The touch of a loved one can be extremely comforting and reassuring making you feel better and relax. It will bring on lots of oxytocin - the love hormone. Some women in labour find certain touch to be a powerful distraction. Some suggestions include, gentle stroking down the inside of your arms or down your back and some women find pressure on the back of their hips can balance the tightening from contractions at the front of her tummy. Or you could try shoulder or foot massage. Talk to your birth partner about this before your birthing day so they have ideas to try.

5. Relaxation

Use some of the ideas above to try to relax. If you can find yourself in a calm, relaxed state of mind then you will be encouraging the flow of oxytocin needed in labour and managing the effects of adrenaline needed to give you energy but that also brings negative feelings. If you are anxious and scared you will feel pain more acutely so you want to try and stay as relaxed as possible.

6. Movement

You should feel free to move during your labour so tune into your instincts and do what feels right. In early labour or whilst waiting for induction you could dance along to your favourite music and get those happy hormones (endorphins) following as natural pain relief.
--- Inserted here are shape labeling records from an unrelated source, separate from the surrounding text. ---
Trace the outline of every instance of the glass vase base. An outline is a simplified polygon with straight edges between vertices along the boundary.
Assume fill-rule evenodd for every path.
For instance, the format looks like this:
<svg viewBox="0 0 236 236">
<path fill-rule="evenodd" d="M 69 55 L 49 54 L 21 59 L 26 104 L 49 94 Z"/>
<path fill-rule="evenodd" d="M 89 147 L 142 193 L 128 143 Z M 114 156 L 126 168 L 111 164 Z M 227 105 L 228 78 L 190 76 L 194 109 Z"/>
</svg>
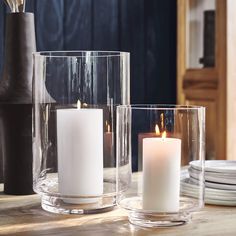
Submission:
<svg viewBox="0 0 236 236">
<path fill-rule="evenodd" d="M 165 228 L 180 226 L 191 220 L 191 214 L 145 214 L 129 213 L 129 222 L 147 228 Z"/>
<path fill-rule="evenodd" d="M 113 210 L 115 197 L 103 197 L 97 203 L 71 204 L 59 197 L 42 196 L 41 206 L 45 211 L 56 214 L 98 214 Z"/>
</svg>

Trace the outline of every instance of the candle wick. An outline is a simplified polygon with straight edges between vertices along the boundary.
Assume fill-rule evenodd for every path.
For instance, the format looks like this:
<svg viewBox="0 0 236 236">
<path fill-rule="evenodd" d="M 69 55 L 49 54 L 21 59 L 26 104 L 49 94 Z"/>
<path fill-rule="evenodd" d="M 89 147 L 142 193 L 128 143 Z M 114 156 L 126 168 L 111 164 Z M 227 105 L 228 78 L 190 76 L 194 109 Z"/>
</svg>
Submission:
<svg viewBox="0 0 236 236">
<path fill-rule="evenodd" d="M 81 109 L 81 102 L 80 102 L 80 100 L 77 101 L 77 109 Z"/>
</svg>

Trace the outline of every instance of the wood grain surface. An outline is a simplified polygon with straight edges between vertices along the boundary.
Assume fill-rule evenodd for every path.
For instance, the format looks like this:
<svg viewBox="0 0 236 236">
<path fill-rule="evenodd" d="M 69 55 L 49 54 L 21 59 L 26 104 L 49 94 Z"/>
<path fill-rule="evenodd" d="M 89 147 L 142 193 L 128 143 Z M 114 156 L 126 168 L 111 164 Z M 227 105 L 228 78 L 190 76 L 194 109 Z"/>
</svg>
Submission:
<svg viewBox="0 0 236 236">
<path fill-rule="evenodd" d="M 2 191 L 0 185 L 0 191 Z M 228 236 L 236 234 L 236 208 L 207 206 L 183 226 L 161 229 L 136 227 L 121 209 L 103 214 L 72 216 L 41 209 L 38 195 L 7 196 L 0 193 L 0 235 L 175 235 Z"/>
</svg>

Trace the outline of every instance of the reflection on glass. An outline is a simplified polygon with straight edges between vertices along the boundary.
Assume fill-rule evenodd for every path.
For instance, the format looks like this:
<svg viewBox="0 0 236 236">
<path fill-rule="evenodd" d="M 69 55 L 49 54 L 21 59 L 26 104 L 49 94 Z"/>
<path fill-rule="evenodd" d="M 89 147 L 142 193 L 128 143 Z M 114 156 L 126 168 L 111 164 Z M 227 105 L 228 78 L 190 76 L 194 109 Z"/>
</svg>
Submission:
<svg viewBox="0 0 236 236">
<path fill-rule="evenodd" d="M 215 0 L 189 0 L 187 9 L 187 67 L 215 65 Z"/>
</svg>

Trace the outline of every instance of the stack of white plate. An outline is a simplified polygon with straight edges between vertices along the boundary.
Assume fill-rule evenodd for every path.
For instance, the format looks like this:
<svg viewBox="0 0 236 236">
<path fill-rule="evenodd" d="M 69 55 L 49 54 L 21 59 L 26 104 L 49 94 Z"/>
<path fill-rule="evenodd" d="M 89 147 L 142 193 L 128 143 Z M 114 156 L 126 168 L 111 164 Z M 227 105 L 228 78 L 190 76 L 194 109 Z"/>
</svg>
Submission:
<svg viewBox="0 0 236 236">
<path fill-rule="evenodd" d="M 197 197 L 199 178 L 202 178 L 200 162 L 193 161 L 182 171 L 182 193 Z M 205 203 L 236 206 L 236 161 L 206 161 L 205 187 Z"/>
</svg>

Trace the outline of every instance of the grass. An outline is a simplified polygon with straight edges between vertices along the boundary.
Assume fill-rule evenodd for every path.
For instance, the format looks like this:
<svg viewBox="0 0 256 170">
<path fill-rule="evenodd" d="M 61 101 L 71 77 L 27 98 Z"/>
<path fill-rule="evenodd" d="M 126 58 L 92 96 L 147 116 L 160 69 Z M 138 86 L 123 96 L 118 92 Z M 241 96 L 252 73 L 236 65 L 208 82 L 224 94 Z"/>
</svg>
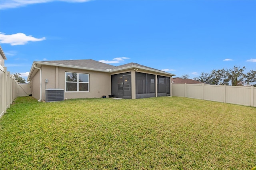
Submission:
<svg viewBox="0 0 256 170">
<path fill-rule="evenodd" d="M 250 169 L 256 116 L 179 97 L 19 97 L 0 119 L 0 169 Z"/>
</svg>

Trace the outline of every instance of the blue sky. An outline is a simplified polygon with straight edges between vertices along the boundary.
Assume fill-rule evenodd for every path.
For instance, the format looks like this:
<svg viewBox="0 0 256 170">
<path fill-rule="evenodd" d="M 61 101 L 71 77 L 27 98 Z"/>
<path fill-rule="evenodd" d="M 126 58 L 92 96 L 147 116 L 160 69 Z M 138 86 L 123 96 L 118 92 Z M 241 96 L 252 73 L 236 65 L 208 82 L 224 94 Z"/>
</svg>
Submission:
<svg viewBox="0 0 256 170">
<path fill-rule="evenodd" d="M 180 77 L 256 69 L 255 0 L 1 0 L 11 73 L 34 61 L 134 62 Z"/>
</svg>

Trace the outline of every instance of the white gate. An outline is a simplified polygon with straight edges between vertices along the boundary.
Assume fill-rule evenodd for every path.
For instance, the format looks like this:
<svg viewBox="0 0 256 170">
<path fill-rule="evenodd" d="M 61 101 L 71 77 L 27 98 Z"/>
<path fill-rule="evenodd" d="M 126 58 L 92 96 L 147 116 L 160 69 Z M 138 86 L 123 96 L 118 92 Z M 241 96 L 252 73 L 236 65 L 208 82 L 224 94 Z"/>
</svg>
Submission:
<svg viewBox="0 0 256 170">
<path fill-rule="evenodd" d="M 19 84 L 18 85 L 18 97 L 28 96 L 31 94 L 31 90 L 30 83 Z"/>
</svg>

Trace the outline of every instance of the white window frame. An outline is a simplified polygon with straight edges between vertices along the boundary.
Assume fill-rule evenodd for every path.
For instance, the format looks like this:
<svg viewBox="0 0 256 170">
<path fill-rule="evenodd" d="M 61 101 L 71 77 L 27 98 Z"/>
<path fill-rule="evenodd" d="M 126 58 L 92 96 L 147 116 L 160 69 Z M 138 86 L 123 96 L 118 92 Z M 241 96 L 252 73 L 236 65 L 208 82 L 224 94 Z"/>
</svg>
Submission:
<svg viewBox="0 0 256 170">
<path fill-rule="evenodd" d="M 77 81 L 66 81 L 66 73 L 74 73 L 77 74 Z M 88 82 L 79 82 L 79 74 L 85 74 L 88 75 Z M 66 91 L 66 83 L 76 83 L 76 91 Z M 88 91 L 79 91 L 79 83 L 88 83 Z M 66 93 L 70 92 L 88 92 L 90 91 L 90 74 L 85 73 L 74 73 L 69 71 L 66 71 L 65 72 L 65 92 Z"/>
</svg>

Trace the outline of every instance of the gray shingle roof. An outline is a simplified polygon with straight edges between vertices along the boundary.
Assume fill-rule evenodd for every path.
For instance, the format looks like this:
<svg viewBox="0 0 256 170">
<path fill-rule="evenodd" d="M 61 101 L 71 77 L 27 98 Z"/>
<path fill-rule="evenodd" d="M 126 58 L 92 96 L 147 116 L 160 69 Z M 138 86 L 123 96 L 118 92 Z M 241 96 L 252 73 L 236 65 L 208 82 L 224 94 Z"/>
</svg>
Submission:
<svg viewBox="0 0 256 170">
<path fill-rule="evenodd" d="M 122 68 L 125 68 L 127 67 L 131 66 L 133 65 L 134 65 L 135 66 L 141 67 L 144 67 L 147 69 L 153 69 L 155 70 L 156 71 L 161 71 L 160 70 L 158 70 L 157 69 L 155 69 L 153 68 L 151 68 L 149 67 L 145 66 L 145 65 L 141 65 L 140 64 L 137 64 L 137 63 L 130 63 L 128 64 L 124 64 L 123 65 L 121 65 L 118 66 L 116 66 L 116 67 L 115 67 L 114 68 L 112 69 L 113 70 L 114 70 L 115 69 L 121 69 Z"/>
<path fill-rule="evenodd" d="M 102 70 L 106 70 L 107 69 L 113 69 L 115 67 L 115 66 L 114 65 L 106 64 L 91 59 L 74 60 L 44 61 L 40 62 L 70 65 L 71 66 L 81 67 Z"/>
</svg>

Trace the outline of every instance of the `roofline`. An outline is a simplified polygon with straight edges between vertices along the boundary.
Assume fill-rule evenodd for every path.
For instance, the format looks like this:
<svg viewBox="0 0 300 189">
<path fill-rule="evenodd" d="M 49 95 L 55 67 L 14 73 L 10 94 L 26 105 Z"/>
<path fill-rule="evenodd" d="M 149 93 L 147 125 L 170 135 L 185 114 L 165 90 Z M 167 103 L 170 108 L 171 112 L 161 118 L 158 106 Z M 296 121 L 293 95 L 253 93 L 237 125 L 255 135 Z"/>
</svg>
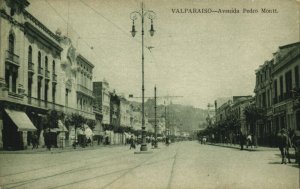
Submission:
<svg viewBox="0 0 300 189">
<path fill-rule="evenodd" d="M 81 60 L 83 60 L 85 63 L 87 63 L 89 66 L 91 66 L 92 68 L 94 68 L 94 64 L 92 64 L 88 59 L 86 59 L 82 54 L 78 54 L 77 58 L 80 58 Z"/>
</svg>

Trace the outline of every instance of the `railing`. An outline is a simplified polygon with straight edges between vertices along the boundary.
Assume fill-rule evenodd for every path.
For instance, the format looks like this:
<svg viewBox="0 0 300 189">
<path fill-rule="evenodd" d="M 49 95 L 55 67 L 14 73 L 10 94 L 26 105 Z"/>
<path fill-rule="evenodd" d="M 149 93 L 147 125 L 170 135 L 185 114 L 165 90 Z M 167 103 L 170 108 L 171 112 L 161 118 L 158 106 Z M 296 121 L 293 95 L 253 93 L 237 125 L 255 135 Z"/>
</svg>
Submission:
<svg viewBox="0 0 300 189">
<path fill-rule="evenodd" d="M 94 97 L 93 91 L 91 91 L 90 89 L 88 89 L 80 84 L 77 84 L 77 91 L 82 92 L 83 94 L 86 94 L 88 96 Z"/>
<path fill-rule="evenodd" d="M 57 75 L 55 73 L 52 74 L 52 82 L 57 82 Z"/>
<path fill-rule="evenodd" d="M 34 63 L 28 62 L 28 71 L 34 72 Z"/>
<path fill-rule="evenodd" d="M 11 51 L 6 51 L 6 60 L 13 63 L 13 64 L 17 64 L 19 65 L 19 56 L 15 55 L 13 52 Z"/>
</svg>

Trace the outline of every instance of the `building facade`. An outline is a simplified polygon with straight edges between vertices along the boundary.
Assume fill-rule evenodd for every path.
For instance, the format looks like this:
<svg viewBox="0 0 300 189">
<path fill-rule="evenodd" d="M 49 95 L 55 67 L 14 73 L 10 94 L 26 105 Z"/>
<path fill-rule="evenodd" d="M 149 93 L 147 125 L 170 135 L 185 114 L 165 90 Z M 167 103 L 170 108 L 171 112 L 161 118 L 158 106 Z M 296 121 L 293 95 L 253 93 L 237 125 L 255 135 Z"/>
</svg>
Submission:
<svg viewBox="0 0 300 189">
<path fill-rule="evenodd" d="M 131 127 L 131 106 L 130 102 L 124 97 L 120 97 L 120 126 Z"/>
<path fill-rule="evenodd" d="M 95 119 L 91 95 L 79 109 L 76 79 L 76 65 L 85 62 L 90 66 L 85 84 L 91 86 L 93 65 L 76 53 L 70 39 L 51 32 L 27 12 L 27 6 L 27 0 L 0 1 L 0 148 L 4 149 L 26 148 L 32 132 L 42 136 L 49 127 L 45 125 L 49 110 Z"/>
<path fill-rule="evenodd" d="M 282 129 L 300 131 L 300 43 L 280 46 L 273 58 L 256 71 L 256 106 L 263 110 L 257 135 L 262 144 L 273 144 Z"/>
<path fill-rule="evenodd" d="M 106 80 L 93 82 L 95 96 L 95 107 L 101 111 L 101 124 L 110 125 L 110 91 L 109 83 Z"/>
</svg>

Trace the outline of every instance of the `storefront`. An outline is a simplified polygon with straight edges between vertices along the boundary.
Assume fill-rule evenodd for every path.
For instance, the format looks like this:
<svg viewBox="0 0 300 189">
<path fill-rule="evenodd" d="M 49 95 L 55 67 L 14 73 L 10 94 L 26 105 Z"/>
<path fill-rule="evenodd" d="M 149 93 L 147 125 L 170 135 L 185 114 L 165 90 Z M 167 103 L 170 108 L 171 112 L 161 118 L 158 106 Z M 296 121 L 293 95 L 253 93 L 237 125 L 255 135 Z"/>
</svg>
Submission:
<svg viewBox="0 0 300 189">
<path fill-rule="evenodd" d="M 27 148 L 27 133 L 36 131 L 27 114 L 21 110 L 4 109 L 3 117 L 3 148 L 5 150 L 23 150 Z"/>
</svg>

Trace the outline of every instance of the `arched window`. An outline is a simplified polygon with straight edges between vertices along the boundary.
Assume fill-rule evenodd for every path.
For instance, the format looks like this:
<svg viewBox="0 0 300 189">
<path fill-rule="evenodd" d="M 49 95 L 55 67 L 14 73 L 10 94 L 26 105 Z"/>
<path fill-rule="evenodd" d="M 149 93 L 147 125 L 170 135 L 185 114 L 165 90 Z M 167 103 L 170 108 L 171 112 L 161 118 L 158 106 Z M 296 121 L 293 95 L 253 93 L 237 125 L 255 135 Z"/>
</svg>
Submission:
<svg viewBox="0 0 300 189">
<path fill-rule="evenodd" d="M 55 61 L 54 60 L 52 62 L 52 72 L 53 72 L 53 74 L 55 74 Z"/>
<path fill-rule="evenodd" d="M 42 55 L 41 55 L 41 52 L 39 51 L 38 53 L 38 65 L 39 65 L 39 68 L 42 67 Z"/>
<path fill-rule="evenodd" d="M 12 54 L 15 51 L 15 37 L 13 34 L 9 34 L 8 37 L 8 51 Z"/>
<path fill-rule="evenodd" d="M 32 47 L 28 47 L 28 63 L 32 63 Z"/>
<path fill-rule="evenodd" d="M 48 70 L 48 57 L 45 56 L 45 70 Z"/>
</svg>

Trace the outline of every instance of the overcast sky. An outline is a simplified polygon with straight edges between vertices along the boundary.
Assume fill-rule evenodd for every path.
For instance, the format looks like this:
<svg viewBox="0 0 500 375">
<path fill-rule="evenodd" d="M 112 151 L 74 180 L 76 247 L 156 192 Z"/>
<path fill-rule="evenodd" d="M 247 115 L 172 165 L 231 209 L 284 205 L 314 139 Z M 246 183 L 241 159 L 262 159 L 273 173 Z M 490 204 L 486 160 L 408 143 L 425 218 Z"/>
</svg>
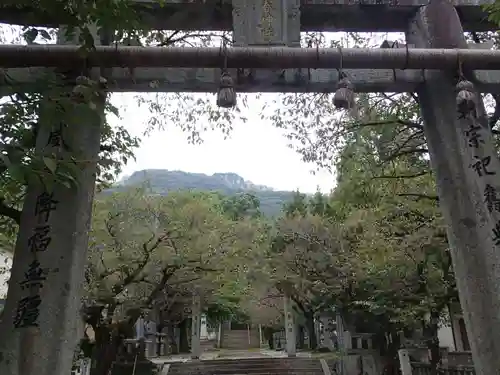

It could be staying upright and walking or rotating your hips. You could be sitting on a birthing ball or on all fours and rotating your hips. Rotation movements are particularly good to do as they ensure contact between your baby’s head and your cervix encouraging it to open - as you move say to yourself ‘I rotate to dilate’.

7. Hypnobirthing

If the ideas above sound good to you then you will love hypnobirthing! In hypnobirthing you will learn how to relax in labour and how to use powerful visualisation techniques to feel positive about your birth. Your birth partner will also learn techniques to support you. Practicing hypnobirthing ahead of your labour will allow you to release negative thoughts about childbirth - as we mentioned above, you will feel pain more acutely if you’re feeling anxious. So why not enter labour feeling empowered and confident. This is why all my courses incorporate hypnobirthing techniques.